Ouro Preto: O amor inconfidente

30 de novembro de 2018
Irineu Ramos

Em Marília de Dirceu, uma das mais conhecidas histórias de amor da literatura, o autor Tomás Antônio Gonzaga toca os leitores com sensibilidade semelhante às obras de Shakespeare. Escrita no século XVIII, publicada em Lisboa e ambientada na então Vila Rica, atual Ouro Preto, o pastor Dirceu, noivo da pastora Marília, exalta a beleza física da amada e destaca suas próprias qualidades: inteligência e riqueza. 

Contada em liras, a história verídica, retrata a paixão de Gonzaga, no pseudônimo Dirceu então com 40 anos de idade, por Maria Dorotéia Joaquina Seixas Brandão (Marília, com apenas 17 anos) rica herdeira local. Integrante do grupo dos inconfidentes mineiros que luta contra a cobrança do ‘quinto’ pela Coroa portuguesa é bastante perseguido.
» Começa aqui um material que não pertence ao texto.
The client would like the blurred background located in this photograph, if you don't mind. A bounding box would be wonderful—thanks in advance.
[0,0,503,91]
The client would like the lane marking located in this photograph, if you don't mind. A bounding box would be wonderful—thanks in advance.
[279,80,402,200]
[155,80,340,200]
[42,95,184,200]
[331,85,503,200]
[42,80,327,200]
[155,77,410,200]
O autor, então, exila-se em Moçambique onde se casa com Juliana de Souza, filha de um rico traficante de escravos. Mesmo casado continua a escrever versos para a musa brasileira. Sem notícias, Maria Dorotéia permanece solteira, vagando pelas ruas da cidade a espera do amado até morrer aos 90 anos de idade. Ainda estão lá as casas onde viveram.

Ruelas com calçamento em pedra são a característica da cidade que mantém preservados os edifícios do período colonial brasileiro

            Ouro Preto é assim. Terra de paixões arrebatadoras, ouro, pedras preciosas, cobiça, tradição e história. É impossível falar sobre a memória do Brasil sem citar a cidade. Visitá-la é retornar no tempo e entrar em contato com a pujança de uma época retratada em edifícios coloniais bem preservados, museus equipados e com um povo acolhedor que, além de receber bem o visitante, tem sempre um causo para contar envolvendo mistério, traição, ouro escondido, escravos e fantasmas. Tudo regado a famosa cachacinha artesanal e a boa comida mineira.
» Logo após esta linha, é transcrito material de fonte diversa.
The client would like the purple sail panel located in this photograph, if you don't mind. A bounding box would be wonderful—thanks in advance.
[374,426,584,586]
Ouro Preto carrega o título de primeira cidade brasileira declarada, em 1980, Patrimônio Histórico e Cultural da Humanidade, pela Organização das Nações Unidas para a Educação, Ciência e Cultura – Unesco. O turista fica surpreendido ao descobrir que a cidade oferece muito mais que arquitetura barroca, importância histórica e turismo religioso disponibilizado em 12 igrejas e 17 capelas. Há um rico e variado ecossistema com cachoeiras, trilhas seculares, uma gigantesca mata nativa além de uma série de minas de extração de ouro e pedras preciosas abertas à visitação. E é no carnaval que a cidade é totalmente invadida por milhares de jovens que comemoram a festa organizada pelos moradores das repúblicas estudantis em suas ladeiras.

Tanto a casa de Maria Dorotéa Joaquina Seixas Brandão, a Marília do conto citado na abertura do texto quanto a de Tomás Antônio Gonzaga, o Dirceu, podem ser visitadas. A dela funciona hoje uma escola pública e, onde ele morou entre 1782 e 1788, no centro, está a Secretaria de Turismo, Indústria e Comércio do Município.

 

Denominado Marília de Dirceu, o chafariz instalado em 1758 é uma obra tipicamente barroca reproduz figuras humanas está bem próximo da casa onde viveu Dorotéia. O local abriga uma escola pública atualmente.

Marília de Dirceu dá nome a um largo, um chafariz e uma ponte de acesso à antiga residência. Atravessando a ponte chega-se ao largo onde está o chafariz instalado em 1758. A obra tipicamente barroca apresenta vários elementos que remetem ao estilo como conchas e folhas de acanto. O monumento é considerado um dos mais importantes e bem compostos chafarizes do Brasil. 

Vista panorâmica da praça Tiradentes. Ao fundo, o Museu da Inconfidência, criado em 1938 num edifício construído em 1785. Abriga um dos mais importantes acervos de arte barroca que vai de oratórios e esculturas até presépios e retábulos. Além de inúmeras peças feitas por Aleijadinho.

Conhecida até então como Vila Rica, somente em 1823, após a Independência do Brasil, é que D. Pedro I a transformou em capital da província das Minas Gerais, quando passou a ser chamada de Ouro Preto. Somente em 1897 a capital passou a ser Belo Horizonte.